Two-dimensional (2D) structures from layered materials have enabled a number of novel devices including resonant nanoelectromechanical systems (NEMS). 2D NEMS resonators are highly responsive to strain, allowing their resonance frequencies to be efficiently tuned over broad ranges, which is a feature difficult to attain in conventional micromachined resonators. In electrically configured and tuned devices, high external voltages are typically required to set and maintain different frequencies, limiting their applications. Here we experimentally demonstrate molybdenum disulfide (MoS₂) nanomechanical resonators that can be reconfigured between different frequency bands with zero maintaining voltage in a non-volatile fashion. By leveraging the thermal hysteresis in these 2D resonators, we use heating and cooling pulses to reconfigure the device frequency, with no external voltage required to maintain each frequency. Here, we further show that the frequency spacing between the bands can be tuned by the thermal pulse strength, offering full control over the programmable operation.
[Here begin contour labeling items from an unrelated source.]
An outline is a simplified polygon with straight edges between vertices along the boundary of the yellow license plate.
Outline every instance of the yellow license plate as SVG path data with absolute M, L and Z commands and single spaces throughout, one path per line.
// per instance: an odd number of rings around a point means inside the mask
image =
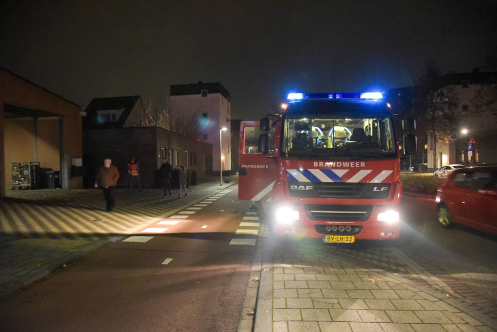
M 324 242 L 337 242 L 339 243 L 354 243 L 355 237 L 352 235 L 323 235 Z

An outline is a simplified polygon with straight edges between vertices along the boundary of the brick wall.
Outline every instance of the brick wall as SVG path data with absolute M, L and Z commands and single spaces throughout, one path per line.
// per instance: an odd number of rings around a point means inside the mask
M 211 144 L 179 135 L 158 128 L 124 128 L 111 129 L 92 129 L 83 133 L 83 163 L 87 169 L 85 185 L 89 186 L 103 159 L 109 158 L 112 165 L 120 173 L 118 185 L 129 183 L 127 166 L 133 158 L 140 162 L 141 178 L 144 187 L 153 187 L 156 183 L 157 170 L 162 164 L 161 147 L 167 147 L 178 151 L 178 155 L 184 151 L 193 152 L 197 155 L 197 169 L 200 174 L 205 172 L 203 165 L 199 163 L 201 156 L 212 156 Z M 180 160 L 179 165 L 185 165 Z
Such reconfigurable MoS₂ resonators may provide an alternative pathway toward small-form-factor and low-power tunable devices in future reconfigurable radio-frequency circuits with multi-band capability.

View Accepted Manuscript (DOE)

Research Organization:: Case Western Reserve University, Cleveland, OH (United States)

Sponsoring Organization:: National Science Foundation (NSF); USDOE; USDOE Office of Energy Efficiency and Renewable Energy (EERE)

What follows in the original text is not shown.